BURG: I've been saying that I couldn't have made any other albums if I tried. This is the one that happened naturally for me. And so I'd be interested to hear what a person in a different stage of life thinks about it or takes away from it, or how they internalize it. Because some of these songs are from years ago. There's a song on this album called “Your Friends, Not Mine,” which I wrote in 2015. I mean, I wrote that like, seven years ago. And it's from a completely different era so there's literal music on here that spans my past. I don't know, I'd be interested to hear what people from different kinds of age groups have to say about it.

LUNA: And you play almost like every instrument on this album, right?

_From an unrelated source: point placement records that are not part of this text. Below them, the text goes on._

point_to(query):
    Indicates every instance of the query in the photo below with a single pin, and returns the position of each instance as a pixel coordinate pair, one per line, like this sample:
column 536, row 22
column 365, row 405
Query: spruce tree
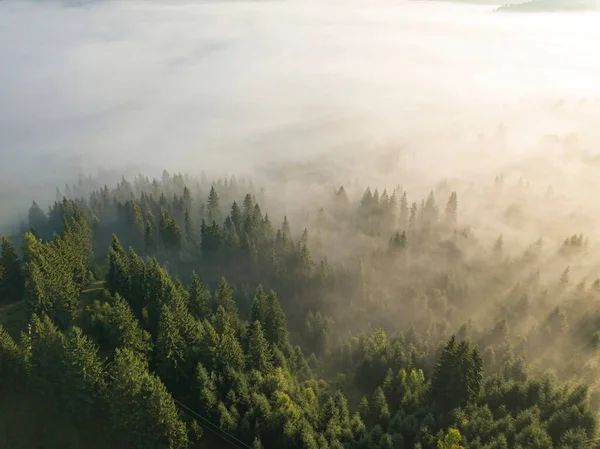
column 224, row 296
column 214, row 207
column 12, row 363
column 83, row 377
column 12, row 277
column 258, row 352
column 190, row 234
column 259, row 307
column 150, row 235
column 276, row 325
column 118, row 278
column 200, row 298
column 170, row 348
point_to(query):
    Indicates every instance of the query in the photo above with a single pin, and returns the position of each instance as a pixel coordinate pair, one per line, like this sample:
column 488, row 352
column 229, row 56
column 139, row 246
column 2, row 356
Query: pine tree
column 412, row 220
column 142, row 411
column 170, row 347
column 259, row 307
column 118, row 326
column 236, row 217
column 258, row 352
column 224, row 296
column 150, row 235
column 452, row 440
column 276, row 325
column 118, row 279
column 45, row 372
column 82, row 374
column 205, row 390
column 12, row 364
column 190, row 234
column 457, row 375
column 248, row 206
column 12, row 277
column 214, row 208
column 451, row 210
column 38, row 222
column 200, row 298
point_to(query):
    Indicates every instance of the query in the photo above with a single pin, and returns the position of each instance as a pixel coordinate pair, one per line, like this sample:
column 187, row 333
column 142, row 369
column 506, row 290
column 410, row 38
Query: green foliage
column 384, row 374
column 457, row 376
column 12, row 279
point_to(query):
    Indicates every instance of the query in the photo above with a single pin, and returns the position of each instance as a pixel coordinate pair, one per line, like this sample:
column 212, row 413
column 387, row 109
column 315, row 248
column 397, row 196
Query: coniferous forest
column 181, row 313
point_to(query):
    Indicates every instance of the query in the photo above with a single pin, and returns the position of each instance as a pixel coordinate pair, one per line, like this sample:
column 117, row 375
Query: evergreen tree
column 259, row 307
column 258, row 351
column 190, row 234
column 118, row 279
column 236, row 217
column 200, row 298
column 82, row 374
column 457, row 375
column 451, row 210
column 12, row 364
column 170, row 347
column 275, row 325
column 149, row 235
column 12, row 278
column 214, row 208
column 224, row 296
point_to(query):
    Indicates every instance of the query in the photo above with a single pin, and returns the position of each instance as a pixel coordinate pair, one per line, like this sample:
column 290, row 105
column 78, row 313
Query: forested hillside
column 178, row 312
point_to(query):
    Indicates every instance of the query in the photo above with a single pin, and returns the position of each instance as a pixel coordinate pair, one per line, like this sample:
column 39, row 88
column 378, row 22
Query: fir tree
column 275, row 326
column 258, row 351
column 200, row 298
column 214, row 208
column 12, row 277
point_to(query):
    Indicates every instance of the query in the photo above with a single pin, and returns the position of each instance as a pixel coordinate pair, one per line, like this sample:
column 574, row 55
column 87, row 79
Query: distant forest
column 178, row 313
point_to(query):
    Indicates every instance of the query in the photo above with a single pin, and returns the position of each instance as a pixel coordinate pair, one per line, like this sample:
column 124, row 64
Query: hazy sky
column 236, row 85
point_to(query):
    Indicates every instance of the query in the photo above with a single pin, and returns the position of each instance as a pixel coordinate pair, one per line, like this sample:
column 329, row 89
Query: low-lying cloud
column 389, row 92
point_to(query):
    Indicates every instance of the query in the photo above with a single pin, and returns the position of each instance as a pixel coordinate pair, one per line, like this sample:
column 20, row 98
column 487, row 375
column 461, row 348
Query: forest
column 181, row 312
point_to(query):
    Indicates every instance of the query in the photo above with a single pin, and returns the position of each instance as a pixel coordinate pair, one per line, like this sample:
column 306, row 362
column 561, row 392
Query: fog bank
column 404, row 92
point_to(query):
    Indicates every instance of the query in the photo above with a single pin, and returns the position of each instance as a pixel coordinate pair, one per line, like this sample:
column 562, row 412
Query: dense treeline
column 175, row 313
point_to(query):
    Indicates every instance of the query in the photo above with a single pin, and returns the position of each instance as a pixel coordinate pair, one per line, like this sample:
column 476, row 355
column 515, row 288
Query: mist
column 464, row 136
column 383, row 94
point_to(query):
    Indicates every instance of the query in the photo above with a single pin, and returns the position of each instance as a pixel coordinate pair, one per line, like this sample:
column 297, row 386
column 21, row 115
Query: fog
column 388, row 92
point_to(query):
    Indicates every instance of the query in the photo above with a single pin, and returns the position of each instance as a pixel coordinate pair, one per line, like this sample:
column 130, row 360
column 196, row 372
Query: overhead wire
column 231, row 439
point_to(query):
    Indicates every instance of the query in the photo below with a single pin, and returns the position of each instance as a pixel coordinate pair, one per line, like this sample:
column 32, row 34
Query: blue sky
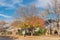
column 8, row 7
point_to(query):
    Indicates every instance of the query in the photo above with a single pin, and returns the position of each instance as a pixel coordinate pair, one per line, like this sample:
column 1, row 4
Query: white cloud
column 11, row 4
column 42, row 3
column 5, row 16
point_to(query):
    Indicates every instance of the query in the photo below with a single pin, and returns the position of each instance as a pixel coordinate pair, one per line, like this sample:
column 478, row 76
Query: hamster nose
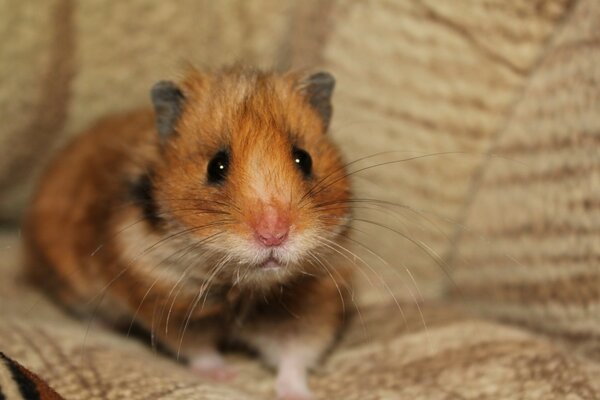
column 272, row 228
column 272, row 238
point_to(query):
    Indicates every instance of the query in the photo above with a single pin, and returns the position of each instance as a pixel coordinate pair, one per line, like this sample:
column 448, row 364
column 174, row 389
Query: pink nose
column 272, row 227
column 272, row 238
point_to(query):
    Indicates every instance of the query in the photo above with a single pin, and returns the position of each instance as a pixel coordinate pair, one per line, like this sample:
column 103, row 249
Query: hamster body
column 217, row 216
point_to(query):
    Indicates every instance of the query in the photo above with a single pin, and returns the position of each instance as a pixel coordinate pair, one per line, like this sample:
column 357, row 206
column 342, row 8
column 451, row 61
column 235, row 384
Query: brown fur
column 91, row 241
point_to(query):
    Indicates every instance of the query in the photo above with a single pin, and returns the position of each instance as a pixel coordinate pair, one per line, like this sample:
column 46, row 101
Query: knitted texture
column 530, row 247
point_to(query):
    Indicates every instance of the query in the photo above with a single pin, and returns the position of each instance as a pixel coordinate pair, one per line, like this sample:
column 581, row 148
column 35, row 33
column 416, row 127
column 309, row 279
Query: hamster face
column 252, row 176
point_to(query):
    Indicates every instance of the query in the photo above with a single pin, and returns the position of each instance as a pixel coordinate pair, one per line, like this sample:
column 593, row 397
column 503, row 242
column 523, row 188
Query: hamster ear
column 318, row 89
column 167, row 99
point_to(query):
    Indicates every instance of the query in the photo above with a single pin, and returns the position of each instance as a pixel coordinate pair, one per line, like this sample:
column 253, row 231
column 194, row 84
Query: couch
column 495, row 108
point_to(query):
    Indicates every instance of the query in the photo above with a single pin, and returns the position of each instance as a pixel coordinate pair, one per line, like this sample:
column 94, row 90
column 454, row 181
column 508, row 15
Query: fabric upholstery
column 530, row 248
column 385, row 353
column 413, row 77
column 503, row 223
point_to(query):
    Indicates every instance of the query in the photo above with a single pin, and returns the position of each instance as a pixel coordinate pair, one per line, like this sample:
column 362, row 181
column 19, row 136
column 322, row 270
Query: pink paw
column 294, row 395
column 213, row 367
column 293, row 390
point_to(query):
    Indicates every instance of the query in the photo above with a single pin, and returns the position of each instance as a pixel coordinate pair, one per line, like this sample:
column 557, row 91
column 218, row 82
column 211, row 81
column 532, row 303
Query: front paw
column 211, row 365
column 293, row 389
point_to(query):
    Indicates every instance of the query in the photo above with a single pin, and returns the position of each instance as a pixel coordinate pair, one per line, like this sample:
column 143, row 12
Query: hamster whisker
column 184, row 251
column 417, row 300
column 142, row 219
column 184, row 274
column 100, row 296
column 343, row 169
column 204, row 289
column 418, row 243
column 351, row 292
column 332, row 245
column 332, row 278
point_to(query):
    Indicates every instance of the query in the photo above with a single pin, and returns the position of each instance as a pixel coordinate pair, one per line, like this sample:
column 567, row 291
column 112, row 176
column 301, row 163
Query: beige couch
column 503, row 98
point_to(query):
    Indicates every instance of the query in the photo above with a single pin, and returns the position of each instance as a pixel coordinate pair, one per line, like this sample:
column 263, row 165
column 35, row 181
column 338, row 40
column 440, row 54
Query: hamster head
column 248, row 172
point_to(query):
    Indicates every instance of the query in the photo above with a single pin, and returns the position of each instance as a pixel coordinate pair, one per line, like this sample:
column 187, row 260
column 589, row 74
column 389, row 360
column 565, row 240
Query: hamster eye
column 303, row 161
column 217, row 167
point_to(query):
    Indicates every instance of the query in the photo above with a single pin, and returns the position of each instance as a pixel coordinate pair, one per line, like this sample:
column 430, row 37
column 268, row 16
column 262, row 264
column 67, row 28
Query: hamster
column 217, row 216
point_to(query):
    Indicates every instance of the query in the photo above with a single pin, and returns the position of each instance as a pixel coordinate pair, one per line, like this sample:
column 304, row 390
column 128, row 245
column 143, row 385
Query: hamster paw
column 293, row 390
column 212, row 366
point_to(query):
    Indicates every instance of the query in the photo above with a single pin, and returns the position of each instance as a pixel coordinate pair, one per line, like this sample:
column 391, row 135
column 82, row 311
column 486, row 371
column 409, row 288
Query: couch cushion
column 530, row 251
column 416, row 77
column 427, row 352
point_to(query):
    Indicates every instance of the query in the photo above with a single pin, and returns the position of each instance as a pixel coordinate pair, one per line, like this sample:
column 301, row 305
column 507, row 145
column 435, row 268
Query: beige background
column 509, row 90
column 413, row 77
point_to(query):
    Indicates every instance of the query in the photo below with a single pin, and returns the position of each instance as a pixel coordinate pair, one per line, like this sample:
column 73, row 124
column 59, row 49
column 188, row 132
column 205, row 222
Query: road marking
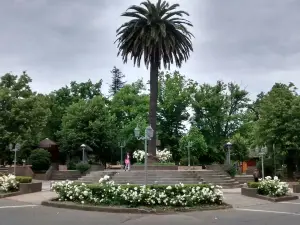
column 16, row 206
column 267, row 211
column 293, row 203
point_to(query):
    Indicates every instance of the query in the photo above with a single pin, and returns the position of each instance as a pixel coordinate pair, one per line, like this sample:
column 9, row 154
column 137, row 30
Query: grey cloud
column 254, row 43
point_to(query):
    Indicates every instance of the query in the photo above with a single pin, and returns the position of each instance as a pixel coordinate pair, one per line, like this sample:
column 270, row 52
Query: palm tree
column 158, row 34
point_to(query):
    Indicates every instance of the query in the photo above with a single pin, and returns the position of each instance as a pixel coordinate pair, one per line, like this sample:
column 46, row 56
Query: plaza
column 27, row 210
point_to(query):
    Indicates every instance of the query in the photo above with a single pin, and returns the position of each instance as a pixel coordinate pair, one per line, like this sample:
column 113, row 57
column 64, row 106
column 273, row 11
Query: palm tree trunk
column 153, row 105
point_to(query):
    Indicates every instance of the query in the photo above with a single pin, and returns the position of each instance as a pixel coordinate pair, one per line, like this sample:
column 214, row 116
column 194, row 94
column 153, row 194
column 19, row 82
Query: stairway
column 65, row 175
column 3, row 170
column 94, row 176
column 166, row 177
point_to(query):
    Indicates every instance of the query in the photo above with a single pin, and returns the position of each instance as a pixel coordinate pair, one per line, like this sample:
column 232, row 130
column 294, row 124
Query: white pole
column 262, row 167
column 146, row 161
column 15, row 163
column 229, row 160
column 189, row 155
column 83, row 155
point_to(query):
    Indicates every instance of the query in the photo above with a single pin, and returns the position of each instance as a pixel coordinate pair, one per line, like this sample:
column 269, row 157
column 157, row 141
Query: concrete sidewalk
column 34, row 198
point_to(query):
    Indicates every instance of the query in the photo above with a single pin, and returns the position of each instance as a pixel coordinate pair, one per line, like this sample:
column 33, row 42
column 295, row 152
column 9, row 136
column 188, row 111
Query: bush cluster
column 83, row 167
column 272, row 187
column 40, row 160
column 108, row 193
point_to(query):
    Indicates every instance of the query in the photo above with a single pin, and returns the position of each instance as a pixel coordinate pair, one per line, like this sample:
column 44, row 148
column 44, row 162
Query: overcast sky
column 251, row 42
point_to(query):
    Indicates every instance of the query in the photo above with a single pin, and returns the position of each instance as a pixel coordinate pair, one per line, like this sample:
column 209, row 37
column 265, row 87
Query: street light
column 261, row 152
column 122, row 145
column 83, row 147
column 147, row 137
column 190, row 144
column 228, row 160
column 15, row 150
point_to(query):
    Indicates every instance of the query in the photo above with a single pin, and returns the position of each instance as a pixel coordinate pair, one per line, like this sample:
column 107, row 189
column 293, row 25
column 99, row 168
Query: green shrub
column 253, row 184
column 185, row 161
column 231, row 170
column 23, row 179
column 71, row 165
column 83, row 167
column 40, row 159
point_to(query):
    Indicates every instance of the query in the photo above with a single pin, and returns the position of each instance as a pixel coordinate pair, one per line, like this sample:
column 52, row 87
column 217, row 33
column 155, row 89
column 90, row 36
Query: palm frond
column 157, row 33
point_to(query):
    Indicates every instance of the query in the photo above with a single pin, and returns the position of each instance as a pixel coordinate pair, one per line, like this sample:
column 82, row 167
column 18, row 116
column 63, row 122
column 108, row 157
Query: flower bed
column 108, row 193
column 8, row 183
column 11, row 185
column 272, row 187
column 164, row 156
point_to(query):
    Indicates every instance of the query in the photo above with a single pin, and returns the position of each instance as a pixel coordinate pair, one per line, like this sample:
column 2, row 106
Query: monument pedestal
column 153, row 164
column 152, row 159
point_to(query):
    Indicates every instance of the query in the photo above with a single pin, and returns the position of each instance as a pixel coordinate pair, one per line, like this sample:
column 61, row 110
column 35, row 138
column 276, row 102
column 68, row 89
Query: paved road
column 247, row 211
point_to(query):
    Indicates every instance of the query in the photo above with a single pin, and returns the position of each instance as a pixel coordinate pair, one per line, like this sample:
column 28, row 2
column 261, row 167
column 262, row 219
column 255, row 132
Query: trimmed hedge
column 23, row 179
column 96, row 188
column 253, row 184
column 83, row 167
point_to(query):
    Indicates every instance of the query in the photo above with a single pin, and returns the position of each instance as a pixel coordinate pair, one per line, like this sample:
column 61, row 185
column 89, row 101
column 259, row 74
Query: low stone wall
column 244, row 178
column 26, row 188
column 296, row 188
column 154, row 167
column 21, row 171
column 97, row 168
column 252, row 192
column 40, row 176
column 190, row 168
column 66, row 175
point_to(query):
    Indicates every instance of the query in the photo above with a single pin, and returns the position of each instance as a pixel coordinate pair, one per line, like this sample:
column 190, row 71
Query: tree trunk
column 153, row 106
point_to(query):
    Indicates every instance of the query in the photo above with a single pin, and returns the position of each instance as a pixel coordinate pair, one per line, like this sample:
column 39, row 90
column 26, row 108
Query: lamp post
column 190, row 144
column 122, row 145
column 15, row 150
column 148, row 135
column 261, row 152
column 228, row 145
column 83, row 147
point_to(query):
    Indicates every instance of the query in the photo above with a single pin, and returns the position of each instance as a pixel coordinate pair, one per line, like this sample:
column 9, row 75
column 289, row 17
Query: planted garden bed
column 296, row 188
column 11, row 185
column 268, row 189
column 106, row 195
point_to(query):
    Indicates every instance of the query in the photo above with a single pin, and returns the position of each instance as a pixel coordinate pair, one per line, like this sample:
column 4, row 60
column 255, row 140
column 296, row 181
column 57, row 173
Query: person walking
column 256, row 175
column 127, row 162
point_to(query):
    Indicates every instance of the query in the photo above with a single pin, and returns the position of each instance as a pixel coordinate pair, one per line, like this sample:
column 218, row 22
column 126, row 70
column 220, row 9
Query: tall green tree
column 117, row 81
column 174, row 98
column 279, row 117
column 62, row 98
column 130, row 106
column 219, row 112
column 23, row 115
column 89, row 122
column 159, row 34
column 198, row 146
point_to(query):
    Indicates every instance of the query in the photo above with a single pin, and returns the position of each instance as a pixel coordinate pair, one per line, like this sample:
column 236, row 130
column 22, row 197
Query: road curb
column 109, row 209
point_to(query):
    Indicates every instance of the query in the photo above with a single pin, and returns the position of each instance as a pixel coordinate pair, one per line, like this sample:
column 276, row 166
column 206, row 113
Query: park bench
column 296, row 175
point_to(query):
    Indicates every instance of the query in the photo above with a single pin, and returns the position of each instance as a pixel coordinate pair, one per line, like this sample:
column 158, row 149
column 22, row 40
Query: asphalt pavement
column 249, row 211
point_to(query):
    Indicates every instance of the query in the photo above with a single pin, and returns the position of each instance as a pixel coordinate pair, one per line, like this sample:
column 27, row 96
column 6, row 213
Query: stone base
column 252, row 192
column 154, row 167
column 26, row 188
column 296, row 188
column 152, row 159
column 278, row 199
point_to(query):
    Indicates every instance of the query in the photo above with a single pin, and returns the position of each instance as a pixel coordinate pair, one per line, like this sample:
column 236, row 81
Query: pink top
column 127, row 160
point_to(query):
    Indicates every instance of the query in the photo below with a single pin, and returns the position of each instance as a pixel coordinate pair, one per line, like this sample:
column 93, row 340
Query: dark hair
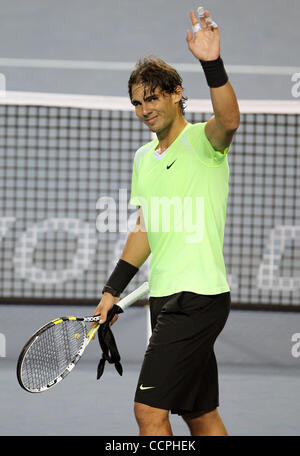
column 153, row 72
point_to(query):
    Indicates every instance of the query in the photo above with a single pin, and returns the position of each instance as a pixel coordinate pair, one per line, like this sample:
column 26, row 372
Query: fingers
column 206, row 22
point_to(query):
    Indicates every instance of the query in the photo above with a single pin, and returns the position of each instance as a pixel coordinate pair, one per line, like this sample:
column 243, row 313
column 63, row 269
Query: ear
column 177, row 94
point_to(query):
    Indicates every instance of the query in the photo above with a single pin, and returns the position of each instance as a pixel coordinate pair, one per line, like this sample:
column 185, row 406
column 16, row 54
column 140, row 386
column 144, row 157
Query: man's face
column 156, row 109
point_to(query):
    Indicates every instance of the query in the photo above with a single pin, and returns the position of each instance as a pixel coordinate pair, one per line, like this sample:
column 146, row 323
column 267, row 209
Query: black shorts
column 179, row 372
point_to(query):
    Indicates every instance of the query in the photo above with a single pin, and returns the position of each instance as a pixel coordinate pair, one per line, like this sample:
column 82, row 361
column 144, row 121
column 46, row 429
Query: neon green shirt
column 183, row 194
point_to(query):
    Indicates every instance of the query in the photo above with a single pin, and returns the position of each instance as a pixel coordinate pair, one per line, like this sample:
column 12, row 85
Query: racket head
column 51, row 353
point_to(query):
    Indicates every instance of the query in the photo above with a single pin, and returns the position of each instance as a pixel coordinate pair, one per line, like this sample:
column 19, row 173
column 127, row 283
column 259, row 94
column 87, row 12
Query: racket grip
column 134, row 296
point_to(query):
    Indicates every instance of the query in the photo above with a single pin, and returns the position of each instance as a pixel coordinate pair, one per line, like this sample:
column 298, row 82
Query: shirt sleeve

BURG: Yeah, I played the drums, bass, keys, and guitar on these records, and the wind stuff, like saxophone and the strings and violins, I didn't play, but yeah. I played all the core stuff.

LUNA: What are you looking forward to in the rest of 2022?

BURG: Well, I'm excited to go on my first headline tour, of course. And I'm also secretly working on new music again. I'm really excited to keep at that and visit home with my parents, my dog, and my grandma. And, I don't know, just kind of get back into it. I'm excited for the holidays. I hope they feel more “holiday” this year. I feel like since the pandemic, holidays have not felt right.

LUNA: I feel like it's hard to find an actual sense of home anywhere. 

BURG: Exactly.

LUNA: Is there anything else that you'd like to say about your album in general?

BURG: Before I dropped this album, I did a three-EP series. Like, I put out one EP a year for three years, and they kind of collected to be this three-part album. And I think of Infinitely Tall as like the head of all that, like the peak of the mountain, the culmination of the sort of trilogy structure. I think I’ve had my fill of a trilogy and that's such a classic, almost biblical form. And it was really fun and fulfilling to explore that for a while. I also associate something in nature with every project that I write. Like, those three pieces were like flowers, moons, rivers, and then Infinitely Tall I see as this sunset.

LUNA: That’s beautiful. It's like it's ending now — it's going down.

BURG: Yeah, it feels like the brilliant, royal end of an era, in a way. But in a really vibrant, brilliant way.